Die Corona-Krise wird noch schmerzhafte Einschnitte hervorrufen. Selbst wenn das Virus besiegt sein wird, kann die Wirtschaftsflaute noch länger andauern. Arbeitnehmer und Arbeitgeber müssen die Lasten gemeinsam schultern. Die Tarifpartner haben dies in der Vergangenheit zumeist sehr gut hinbekommen. Populistische Tagträumereien helfen nicht weiter.
Die Ausnahmeregelung, dass insolvente Firmen ihre Zahlungsunfähigkeit bis zum 30.09.2020 nicht kommunizieren müssen, sollen nach Plänen der SPD bis in den März des kommenden Jahres verlängert werden. 550.000 dieser Firmen sind derzeit aufgrund dieser Maßnahme verdeckt überschuldet. Nach seriösen Schätzungen würde diese Zahl dann auf über 800.000 steigen.
Viele Insolvenzen werden sicherlich nur verschoben, viele noch gesunde Firmen könnten noch in den Abgrund gerissen werden. Aus gewerkschaftlicher Sicht ist eine Verschiebung ein zweischneidiges Schwert. Im Zweifel muss für uns gelten, dass wir nach der Pandemie eine relativ gesunde Firmenstruktur mit wettbewerbsfähigen Unternehmen brauchen. Dafür gibt es einige Instrumente, die nur genutzt und für die jeweiligen Branchen angepasst werden müssten, wie bessere Kreditkonditionen, die Ausweitung von Überbrückungsprogrammen auf alle Unternehmensgrößen und alle Krisenmonate, eine Flexibilisierung der Kurzarbeit sowie erweiterte Möglichkeiten, bei der Steuer aktuelle Verluste mit Gewinnen aus den Vorjahren zu verrechnen.

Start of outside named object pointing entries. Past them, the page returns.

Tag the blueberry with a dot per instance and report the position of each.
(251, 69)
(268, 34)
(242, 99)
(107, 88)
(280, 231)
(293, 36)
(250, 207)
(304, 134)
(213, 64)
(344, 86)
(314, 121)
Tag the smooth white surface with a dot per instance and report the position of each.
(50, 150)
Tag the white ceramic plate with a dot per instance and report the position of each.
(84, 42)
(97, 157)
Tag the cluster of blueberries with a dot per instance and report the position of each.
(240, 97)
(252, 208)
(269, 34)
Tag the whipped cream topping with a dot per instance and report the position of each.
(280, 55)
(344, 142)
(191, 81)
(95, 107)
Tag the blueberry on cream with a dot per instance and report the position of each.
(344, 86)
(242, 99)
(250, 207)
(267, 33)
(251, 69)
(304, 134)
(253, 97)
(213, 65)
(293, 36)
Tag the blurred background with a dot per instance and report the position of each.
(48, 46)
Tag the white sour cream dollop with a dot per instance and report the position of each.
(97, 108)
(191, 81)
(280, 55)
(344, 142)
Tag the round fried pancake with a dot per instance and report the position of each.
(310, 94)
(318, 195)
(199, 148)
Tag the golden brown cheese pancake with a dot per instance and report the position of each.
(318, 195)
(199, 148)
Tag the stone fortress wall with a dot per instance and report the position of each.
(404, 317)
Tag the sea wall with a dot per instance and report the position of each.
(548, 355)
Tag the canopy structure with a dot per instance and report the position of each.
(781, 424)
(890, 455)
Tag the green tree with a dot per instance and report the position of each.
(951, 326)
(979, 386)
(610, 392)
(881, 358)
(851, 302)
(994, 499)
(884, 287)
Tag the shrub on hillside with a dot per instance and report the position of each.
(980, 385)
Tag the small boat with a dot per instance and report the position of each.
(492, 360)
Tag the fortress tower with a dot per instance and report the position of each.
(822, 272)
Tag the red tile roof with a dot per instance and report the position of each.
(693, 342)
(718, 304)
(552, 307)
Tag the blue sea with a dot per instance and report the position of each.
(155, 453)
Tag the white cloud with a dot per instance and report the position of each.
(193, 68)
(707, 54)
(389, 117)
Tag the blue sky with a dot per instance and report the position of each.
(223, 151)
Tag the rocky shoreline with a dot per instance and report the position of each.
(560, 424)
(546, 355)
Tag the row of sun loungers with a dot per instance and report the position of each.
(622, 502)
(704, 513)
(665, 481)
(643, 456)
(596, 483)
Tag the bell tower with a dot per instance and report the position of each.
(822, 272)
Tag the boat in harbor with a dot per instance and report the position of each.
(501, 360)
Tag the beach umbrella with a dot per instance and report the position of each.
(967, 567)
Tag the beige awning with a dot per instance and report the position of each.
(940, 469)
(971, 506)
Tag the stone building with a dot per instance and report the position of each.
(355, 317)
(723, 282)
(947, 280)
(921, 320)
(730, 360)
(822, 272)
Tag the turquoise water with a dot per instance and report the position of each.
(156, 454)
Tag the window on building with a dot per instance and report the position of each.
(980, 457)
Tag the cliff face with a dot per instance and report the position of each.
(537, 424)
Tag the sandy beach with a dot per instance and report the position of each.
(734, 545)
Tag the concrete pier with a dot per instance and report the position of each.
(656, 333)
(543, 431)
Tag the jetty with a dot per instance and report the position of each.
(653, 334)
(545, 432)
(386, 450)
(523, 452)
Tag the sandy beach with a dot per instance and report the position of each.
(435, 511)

Die Verlängerung des Kurzarbeitergeldes und die Beibehaltung der Aufstockung ist trotz der Tatsache zu begrüßen, dass die Bundesagentur für Arbeit bereits durch die bisherigen Zahlungen ein Defizit von mehr als zehn Milliarden Euro angehäuft und davor gewarnt hat, dass ihre Rücklagen von 26 Milliarden Euro im laufenden Jahr komplett aufgebraucht werden.
Kritikern dieses Regierungsvorhabens, das Kurzarbeitergeld durch staatliche Zuschüsse weiter zu sichern, sind dies allzu durchsichtige Wahlkampfmanöver, nicht mehr marktwirtschaftlichen Überlegungen entsprechende Maßnahmen der Gewährleistung von sozialer Sicherheit, sondern ein politisches Narkotikum.
Einer staatlichen Interventionspolitik sowie Unterstützungsleistungen in Corona-Zeiten müssen aber weiterhin Betrachtungen unterliegen, die eine Balance zwischen einem auch wieder gewünschten „Normalzustand“, der als Ziel die Wettbewerbsfähigkeit der Unternehmen haben muss, und den Erhalt von Millionen von Arbeitsplätzen und Einkommen ermöglichen. Schlussendlich brauchen wir sehr differenzierte Betrachtungen.
Nicht alles Wünschenswerte darf derzeit auch wirklich umgesetzt werden. Unter dem Label „Bürokratieentlastung“ dürfen keinesfalls Arbeitnehmerrechte und Sozialstandards abgebaut werden, wie Arbeitgeberverbände etwa bezüglich des Arbeitszeitgesetzes im Zuge der Corona-Bewältigung gefordert haben.
Was wir in Corona-Zeiten benötigen, ist nicht Empathie als allgemeine Konsensstrategie, sondern Vernunft, Mitgefühl oder Respekt als alternative Leitmaxime des gesellschaftlichen Umgangs.